Local architect William McLaughlin was hired to renovate 515-17 Fourth and neighboring 519 Fourth Street, and T.S. Martin and Company moved their whole operation in 1894. In 1901 they hired another local architect, Henry Fisher, to design an annex along Nebraska Street. The three-story building completed in 1902 features Beaux-Arts styling that includes a roof-line knee wall, and a cornice with acanthus leaf brackets and decorative swags. Martin's acquired 521 Fourth Street, a mirror image of 519 Fourth Street, in 1904. In 1911 they hired yet another local architect, William L. Steele, to design a completely new facade to unify 515–517, 519 and 521 Fourth Street. Designed in the Prairie School mode, it features white terra cotta, long decorative bands of terra cotta details of foliage and geometric patterns, and Chicago-style windows.
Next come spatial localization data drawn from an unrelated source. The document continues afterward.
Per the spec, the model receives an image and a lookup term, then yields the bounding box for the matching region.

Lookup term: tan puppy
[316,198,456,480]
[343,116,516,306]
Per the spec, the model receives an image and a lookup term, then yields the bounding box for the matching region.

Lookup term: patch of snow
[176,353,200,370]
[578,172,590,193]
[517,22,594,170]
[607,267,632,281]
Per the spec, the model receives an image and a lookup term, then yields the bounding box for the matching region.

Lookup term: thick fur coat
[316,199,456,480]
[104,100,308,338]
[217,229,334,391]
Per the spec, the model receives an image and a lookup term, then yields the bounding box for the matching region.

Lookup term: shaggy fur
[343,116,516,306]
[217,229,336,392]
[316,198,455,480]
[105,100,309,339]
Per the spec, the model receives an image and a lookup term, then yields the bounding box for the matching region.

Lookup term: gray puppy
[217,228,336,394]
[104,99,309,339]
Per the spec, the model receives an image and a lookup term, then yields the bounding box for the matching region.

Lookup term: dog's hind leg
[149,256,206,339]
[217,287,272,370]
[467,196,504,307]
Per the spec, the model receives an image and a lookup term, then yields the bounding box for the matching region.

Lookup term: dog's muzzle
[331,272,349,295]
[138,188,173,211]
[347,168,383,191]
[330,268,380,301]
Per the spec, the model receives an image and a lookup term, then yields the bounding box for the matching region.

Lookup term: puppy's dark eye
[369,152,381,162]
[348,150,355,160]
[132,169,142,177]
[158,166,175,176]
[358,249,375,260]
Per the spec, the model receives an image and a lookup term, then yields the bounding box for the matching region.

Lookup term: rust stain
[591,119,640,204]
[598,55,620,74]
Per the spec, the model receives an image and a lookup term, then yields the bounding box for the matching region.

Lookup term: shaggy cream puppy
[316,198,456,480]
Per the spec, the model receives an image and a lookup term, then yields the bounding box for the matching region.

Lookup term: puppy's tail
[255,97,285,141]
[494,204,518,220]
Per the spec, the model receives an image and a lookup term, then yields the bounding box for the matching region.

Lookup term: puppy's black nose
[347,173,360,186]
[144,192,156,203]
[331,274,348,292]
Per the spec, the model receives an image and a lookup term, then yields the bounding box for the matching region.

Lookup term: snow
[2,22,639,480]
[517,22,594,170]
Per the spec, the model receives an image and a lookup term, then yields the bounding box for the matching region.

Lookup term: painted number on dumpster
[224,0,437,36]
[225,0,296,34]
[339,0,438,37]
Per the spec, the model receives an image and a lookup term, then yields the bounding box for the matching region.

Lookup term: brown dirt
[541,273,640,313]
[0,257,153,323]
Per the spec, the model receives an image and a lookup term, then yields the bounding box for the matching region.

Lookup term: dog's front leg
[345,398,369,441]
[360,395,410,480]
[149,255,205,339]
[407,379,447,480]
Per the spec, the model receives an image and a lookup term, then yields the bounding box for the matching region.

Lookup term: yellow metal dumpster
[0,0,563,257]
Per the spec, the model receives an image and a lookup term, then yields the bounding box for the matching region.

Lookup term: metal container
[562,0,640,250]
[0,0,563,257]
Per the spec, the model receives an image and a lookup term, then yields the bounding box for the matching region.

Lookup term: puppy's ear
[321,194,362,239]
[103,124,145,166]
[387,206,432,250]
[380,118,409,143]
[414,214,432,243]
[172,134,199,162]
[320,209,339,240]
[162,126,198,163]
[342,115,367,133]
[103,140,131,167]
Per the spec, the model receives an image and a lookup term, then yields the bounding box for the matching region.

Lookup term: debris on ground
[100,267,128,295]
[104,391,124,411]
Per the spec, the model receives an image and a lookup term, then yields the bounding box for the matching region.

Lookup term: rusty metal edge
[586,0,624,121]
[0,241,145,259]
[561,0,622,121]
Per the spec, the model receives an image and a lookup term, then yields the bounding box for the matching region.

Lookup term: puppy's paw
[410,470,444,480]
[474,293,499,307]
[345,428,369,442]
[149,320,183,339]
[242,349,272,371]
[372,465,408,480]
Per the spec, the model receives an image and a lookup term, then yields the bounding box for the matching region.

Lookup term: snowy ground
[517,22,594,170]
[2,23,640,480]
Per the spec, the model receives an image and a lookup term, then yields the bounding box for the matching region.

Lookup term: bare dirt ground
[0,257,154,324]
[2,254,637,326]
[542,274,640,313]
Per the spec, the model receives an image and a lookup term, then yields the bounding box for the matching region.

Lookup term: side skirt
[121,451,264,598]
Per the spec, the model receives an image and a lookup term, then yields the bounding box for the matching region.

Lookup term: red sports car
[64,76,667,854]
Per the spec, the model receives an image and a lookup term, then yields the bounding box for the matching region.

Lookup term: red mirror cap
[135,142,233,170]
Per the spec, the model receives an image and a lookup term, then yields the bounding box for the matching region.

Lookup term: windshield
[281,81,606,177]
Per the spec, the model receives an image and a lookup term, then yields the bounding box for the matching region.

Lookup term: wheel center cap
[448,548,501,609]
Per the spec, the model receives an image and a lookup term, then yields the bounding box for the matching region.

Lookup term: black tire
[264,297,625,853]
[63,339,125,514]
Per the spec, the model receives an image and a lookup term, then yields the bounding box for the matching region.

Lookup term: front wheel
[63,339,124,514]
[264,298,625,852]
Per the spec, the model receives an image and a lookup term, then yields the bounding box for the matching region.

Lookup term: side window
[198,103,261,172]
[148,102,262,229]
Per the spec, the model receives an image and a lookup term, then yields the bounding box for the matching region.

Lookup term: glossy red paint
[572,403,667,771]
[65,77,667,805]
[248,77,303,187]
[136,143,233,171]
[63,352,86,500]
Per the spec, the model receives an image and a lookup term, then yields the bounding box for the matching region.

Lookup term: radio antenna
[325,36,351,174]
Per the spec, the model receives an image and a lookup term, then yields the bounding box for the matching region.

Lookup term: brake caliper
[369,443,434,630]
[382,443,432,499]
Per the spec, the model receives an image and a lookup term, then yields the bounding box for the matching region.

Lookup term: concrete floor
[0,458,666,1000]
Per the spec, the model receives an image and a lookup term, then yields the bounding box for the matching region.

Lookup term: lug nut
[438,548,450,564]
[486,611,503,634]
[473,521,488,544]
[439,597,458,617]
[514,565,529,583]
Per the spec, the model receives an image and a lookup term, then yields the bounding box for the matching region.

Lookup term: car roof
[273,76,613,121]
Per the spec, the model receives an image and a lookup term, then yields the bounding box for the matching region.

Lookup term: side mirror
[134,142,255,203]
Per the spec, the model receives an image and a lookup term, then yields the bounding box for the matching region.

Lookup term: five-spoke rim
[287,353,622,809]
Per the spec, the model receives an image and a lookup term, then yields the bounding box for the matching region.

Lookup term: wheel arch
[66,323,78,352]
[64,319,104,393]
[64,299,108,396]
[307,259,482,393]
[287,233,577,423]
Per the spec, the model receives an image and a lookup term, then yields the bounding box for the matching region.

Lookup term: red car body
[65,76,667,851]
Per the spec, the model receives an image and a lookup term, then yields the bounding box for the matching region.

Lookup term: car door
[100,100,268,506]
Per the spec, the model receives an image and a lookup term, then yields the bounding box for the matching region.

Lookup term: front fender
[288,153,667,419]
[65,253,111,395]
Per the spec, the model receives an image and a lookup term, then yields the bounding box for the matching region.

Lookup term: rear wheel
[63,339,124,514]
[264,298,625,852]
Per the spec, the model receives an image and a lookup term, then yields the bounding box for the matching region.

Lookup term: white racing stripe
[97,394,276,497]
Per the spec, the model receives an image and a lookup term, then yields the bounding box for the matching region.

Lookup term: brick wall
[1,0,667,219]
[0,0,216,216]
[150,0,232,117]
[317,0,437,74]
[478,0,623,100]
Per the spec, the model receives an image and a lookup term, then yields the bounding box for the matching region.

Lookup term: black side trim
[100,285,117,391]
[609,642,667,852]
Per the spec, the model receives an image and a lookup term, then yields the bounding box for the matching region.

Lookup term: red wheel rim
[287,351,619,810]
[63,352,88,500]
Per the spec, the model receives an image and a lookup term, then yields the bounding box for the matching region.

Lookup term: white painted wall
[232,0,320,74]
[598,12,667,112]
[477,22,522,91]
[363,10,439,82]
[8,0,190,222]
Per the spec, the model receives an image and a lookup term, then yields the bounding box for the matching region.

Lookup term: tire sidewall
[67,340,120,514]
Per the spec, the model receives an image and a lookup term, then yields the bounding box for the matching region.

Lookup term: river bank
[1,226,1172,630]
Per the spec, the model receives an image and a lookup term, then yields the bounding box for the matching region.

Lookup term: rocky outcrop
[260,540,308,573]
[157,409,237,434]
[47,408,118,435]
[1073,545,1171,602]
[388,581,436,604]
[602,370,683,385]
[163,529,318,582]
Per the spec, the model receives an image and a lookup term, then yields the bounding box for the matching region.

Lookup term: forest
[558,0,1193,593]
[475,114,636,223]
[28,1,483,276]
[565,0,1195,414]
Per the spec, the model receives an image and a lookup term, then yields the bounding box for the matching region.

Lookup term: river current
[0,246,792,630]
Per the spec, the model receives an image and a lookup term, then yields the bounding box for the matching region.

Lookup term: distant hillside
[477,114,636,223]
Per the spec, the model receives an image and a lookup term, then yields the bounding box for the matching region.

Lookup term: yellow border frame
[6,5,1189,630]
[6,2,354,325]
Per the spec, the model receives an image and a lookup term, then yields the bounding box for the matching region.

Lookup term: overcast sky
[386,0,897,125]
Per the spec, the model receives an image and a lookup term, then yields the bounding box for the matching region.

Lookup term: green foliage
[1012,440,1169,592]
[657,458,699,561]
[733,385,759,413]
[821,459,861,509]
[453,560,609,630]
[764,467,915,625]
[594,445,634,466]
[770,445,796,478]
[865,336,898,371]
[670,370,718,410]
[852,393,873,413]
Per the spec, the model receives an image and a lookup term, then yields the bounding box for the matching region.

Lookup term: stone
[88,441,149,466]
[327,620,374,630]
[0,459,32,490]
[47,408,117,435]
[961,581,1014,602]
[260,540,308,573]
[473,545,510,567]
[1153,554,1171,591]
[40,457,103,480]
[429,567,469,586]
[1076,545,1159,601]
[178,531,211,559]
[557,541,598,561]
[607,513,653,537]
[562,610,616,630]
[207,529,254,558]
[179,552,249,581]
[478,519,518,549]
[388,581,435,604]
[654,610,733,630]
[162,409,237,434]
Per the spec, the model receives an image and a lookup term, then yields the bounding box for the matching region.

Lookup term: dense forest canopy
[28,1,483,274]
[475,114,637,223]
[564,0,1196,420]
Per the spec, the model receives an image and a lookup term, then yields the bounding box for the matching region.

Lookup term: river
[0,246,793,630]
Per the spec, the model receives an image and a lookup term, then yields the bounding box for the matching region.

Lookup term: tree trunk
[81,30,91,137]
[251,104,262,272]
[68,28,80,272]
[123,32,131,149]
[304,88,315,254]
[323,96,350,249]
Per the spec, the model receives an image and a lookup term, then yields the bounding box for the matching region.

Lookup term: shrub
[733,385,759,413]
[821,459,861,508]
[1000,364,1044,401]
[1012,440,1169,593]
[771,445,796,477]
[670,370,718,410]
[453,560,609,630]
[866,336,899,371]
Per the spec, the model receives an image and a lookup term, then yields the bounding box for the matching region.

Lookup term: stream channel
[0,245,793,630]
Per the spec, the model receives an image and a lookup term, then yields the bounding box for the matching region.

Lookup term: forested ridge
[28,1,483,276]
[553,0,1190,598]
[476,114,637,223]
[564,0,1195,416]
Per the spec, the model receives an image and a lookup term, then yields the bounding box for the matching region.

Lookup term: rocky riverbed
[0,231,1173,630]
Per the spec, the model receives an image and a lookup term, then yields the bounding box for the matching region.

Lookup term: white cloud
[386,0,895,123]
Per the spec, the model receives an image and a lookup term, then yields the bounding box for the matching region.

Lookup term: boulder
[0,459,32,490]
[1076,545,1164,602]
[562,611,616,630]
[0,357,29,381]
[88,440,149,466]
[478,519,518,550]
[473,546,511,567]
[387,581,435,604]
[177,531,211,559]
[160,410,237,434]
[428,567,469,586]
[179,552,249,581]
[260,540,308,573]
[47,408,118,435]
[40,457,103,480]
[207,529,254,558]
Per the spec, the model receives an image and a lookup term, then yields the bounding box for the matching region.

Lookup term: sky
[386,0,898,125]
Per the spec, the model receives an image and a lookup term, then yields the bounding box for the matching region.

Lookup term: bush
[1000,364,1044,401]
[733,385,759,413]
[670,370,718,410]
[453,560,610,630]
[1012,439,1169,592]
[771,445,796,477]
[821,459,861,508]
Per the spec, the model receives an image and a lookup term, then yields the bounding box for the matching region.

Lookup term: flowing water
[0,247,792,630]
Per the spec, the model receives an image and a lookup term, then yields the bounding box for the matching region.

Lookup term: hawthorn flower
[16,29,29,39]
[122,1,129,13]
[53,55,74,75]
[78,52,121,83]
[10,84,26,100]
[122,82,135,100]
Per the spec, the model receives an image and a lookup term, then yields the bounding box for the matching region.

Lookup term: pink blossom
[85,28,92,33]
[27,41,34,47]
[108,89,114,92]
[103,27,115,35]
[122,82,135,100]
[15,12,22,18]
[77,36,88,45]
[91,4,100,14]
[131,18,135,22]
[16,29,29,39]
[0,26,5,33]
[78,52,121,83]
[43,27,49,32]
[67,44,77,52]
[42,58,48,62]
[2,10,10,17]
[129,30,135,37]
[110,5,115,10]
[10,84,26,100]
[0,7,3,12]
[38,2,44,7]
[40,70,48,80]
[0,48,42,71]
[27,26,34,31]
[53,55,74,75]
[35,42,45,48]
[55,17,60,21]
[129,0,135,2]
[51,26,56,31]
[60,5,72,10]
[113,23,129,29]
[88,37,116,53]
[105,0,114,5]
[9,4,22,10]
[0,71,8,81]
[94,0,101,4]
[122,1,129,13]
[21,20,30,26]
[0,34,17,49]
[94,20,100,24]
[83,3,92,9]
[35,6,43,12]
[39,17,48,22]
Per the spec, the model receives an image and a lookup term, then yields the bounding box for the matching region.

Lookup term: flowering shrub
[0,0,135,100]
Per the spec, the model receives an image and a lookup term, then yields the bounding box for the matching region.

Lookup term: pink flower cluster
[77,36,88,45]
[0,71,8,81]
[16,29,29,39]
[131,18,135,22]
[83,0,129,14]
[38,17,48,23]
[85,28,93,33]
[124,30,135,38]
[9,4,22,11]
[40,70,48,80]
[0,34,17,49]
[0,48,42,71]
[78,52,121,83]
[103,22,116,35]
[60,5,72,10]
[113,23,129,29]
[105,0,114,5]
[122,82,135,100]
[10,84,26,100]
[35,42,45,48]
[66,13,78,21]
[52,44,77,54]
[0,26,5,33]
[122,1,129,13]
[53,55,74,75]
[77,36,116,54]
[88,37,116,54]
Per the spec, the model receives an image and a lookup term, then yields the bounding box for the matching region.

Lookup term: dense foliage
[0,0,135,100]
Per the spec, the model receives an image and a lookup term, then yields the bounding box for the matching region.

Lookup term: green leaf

After T.S. Martin and Company moved into a new six-story building across Nebraska Street, no longer extant, in 1919 this facility was divided into multiple storefronts and occupied by a variety of commercial enterprises. The 515-517 portion of the Fourth Street facade was covered with a wood face and its cornice removed, before it was significantly altered to its present appearance. T.S. Martin and Company was bought by The May Department Stores Company of St. Louis in 1948. It was the last locally owned department store at the time. The building was listed on the National Register of Historic Places in 1998.